Recent Supreme Court decisions have made it difficult for Congress, state legislatures and local governments to limit the amount of money spent in our political campaigns. A single wealthy donor or corporation can invest millions of dollars to elect or defeat candidates and effectively buy the attention of public officials. This shift in our political landscape means that the issues most citizens of this country care about do not elevate, while issues important to the wealthiest donors take center stage.
How did we get so far from 'we the people'?

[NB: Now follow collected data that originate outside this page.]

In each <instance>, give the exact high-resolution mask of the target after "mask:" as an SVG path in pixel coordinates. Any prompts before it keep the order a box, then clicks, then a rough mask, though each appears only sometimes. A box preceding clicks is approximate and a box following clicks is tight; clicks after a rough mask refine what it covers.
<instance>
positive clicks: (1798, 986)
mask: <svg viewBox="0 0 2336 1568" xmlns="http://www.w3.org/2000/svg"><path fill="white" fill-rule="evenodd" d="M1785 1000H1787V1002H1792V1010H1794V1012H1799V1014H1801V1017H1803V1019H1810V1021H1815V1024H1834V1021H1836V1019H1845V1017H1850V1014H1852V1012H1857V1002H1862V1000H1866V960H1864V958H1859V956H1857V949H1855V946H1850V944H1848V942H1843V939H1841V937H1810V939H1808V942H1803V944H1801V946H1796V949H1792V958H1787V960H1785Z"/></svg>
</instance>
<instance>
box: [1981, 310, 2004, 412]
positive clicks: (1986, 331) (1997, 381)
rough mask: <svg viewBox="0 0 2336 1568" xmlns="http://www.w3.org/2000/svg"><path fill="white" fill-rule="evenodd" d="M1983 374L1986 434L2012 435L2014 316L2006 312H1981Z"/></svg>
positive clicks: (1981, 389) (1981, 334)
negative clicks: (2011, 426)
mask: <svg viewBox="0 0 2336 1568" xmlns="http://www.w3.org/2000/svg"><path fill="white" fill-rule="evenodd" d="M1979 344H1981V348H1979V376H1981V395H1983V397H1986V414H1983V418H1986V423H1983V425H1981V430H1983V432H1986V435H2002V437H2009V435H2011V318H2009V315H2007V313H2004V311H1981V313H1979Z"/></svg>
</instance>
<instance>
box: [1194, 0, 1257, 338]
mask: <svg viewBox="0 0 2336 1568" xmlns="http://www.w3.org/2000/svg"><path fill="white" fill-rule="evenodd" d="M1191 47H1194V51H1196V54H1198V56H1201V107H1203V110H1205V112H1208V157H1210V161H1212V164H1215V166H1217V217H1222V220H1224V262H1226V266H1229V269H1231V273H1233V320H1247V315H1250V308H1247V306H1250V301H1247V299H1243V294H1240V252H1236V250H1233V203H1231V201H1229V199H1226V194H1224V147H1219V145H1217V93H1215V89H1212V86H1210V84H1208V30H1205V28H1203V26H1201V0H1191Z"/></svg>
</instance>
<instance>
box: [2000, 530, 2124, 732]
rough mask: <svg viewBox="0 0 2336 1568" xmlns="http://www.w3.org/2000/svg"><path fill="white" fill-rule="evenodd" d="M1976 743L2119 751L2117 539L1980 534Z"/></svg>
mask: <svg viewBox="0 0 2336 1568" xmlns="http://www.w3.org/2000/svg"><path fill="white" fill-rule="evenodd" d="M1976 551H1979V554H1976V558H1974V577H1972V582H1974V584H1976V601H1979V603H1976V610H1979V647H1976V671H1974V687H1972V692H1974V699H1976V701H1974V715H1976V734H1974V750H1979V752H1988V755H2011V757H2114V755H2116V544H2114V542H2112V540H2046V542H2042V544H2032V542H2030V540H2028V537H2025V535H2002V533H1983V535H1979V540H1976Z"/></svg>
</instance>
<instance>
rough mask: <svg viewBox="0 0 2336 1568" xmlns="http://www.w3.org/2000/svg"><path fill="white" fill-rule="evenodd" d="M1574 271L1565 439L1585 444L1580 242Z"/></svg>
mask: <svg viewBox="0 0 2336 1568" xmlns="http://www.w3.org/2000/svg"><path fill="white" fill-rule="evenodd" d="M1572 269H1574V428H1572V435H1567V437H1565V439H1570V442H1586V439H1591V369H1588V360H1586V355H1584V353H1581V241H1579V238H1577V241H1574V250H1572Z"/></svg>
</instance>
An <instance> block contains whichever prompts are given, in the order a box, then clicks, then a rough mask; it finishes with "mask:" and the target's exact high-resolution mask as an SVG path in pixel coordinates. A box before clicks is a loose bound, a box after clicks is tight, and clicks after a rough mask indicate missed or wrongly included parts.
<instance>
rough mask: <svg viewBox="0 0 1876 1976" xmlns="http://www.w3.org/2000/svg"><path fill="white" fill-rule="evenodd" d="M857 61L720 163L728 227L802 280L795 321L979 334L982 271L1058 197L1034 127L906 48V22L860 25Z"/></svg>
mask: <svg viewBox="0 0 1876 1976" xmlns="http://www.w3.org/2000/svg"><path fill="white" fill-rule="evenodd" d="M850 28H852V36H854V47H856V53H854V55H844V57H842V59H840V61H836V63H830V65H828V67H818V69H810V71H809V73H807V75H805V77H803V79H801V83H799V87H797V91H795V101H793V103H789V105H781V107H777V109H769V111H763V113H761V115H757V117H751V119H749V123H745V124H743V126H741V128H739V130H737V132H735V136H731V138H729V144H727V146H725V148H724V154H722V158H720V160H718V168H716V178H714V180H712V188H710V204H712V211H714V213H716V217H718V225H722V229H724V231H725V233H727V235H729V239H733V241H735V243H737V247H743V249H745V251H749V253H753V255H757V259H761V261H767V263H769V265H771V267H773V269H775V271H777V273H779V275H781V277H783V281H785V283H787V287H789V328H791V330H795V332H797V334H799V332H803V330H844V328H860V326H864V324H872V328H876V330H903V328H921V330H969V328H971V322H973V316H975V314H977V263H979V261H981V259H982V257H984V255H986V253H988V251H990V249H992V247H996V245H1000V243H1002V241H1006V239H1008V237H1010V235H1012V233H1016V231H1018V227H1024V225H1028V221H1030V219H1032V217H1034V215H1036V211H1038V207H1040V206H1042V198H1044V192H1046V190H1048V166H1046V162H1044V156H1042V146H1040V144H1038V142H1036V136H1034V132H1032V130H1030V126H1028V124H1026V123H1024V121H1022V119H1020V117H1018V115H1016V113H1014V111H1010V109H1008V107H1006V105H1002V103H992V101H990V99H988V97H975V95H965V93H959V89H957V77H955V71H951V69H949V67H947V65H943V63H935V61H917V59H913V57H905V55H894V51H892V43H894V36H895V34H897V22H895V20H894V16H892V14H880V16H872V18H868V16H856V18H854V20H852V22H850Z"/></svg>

In the 1976 case of Buckley v. Valeo, the Supreme Court struck down a post-Watergate campaign finance reform that limited spending on elections. The justices said Congress can limit campaign contributions, but that spending limits are an unconstitutional restriction of the First Amendment right to free speech. The decision left wealthy individuals running for office free to spend as much as they wished on their campaigns. Then in 2010, the Court ruled in Citizens United v. FEC that corporations and labor groups may spend unlimited amounts on our elections, so long as it is independent of a candidate's campaign organization or a party's campaign accounts. Then,in Speechnow v. FEC, the US Court of Appeals cleared the way for creation of "Super PACs" by striking down limits on donations to groups that exclusively make independent expenditures in support or opposition to a candidate. Super PACs can spend whatever they like to support candidates, provided they don't officially coordinate their activities with the candidate's campaign organization, drowning out everyone else. The slow dismantling of our campaign finance system by the courts could start to back fire. After the recent McCutcheon v FEC decision where aggregate contribution limits were struck down (link to national McCutcheon page), there is more interest than ever in a constitutional amendment strategy for change. We expect a US Senate floor vote on an amendment in September 2014.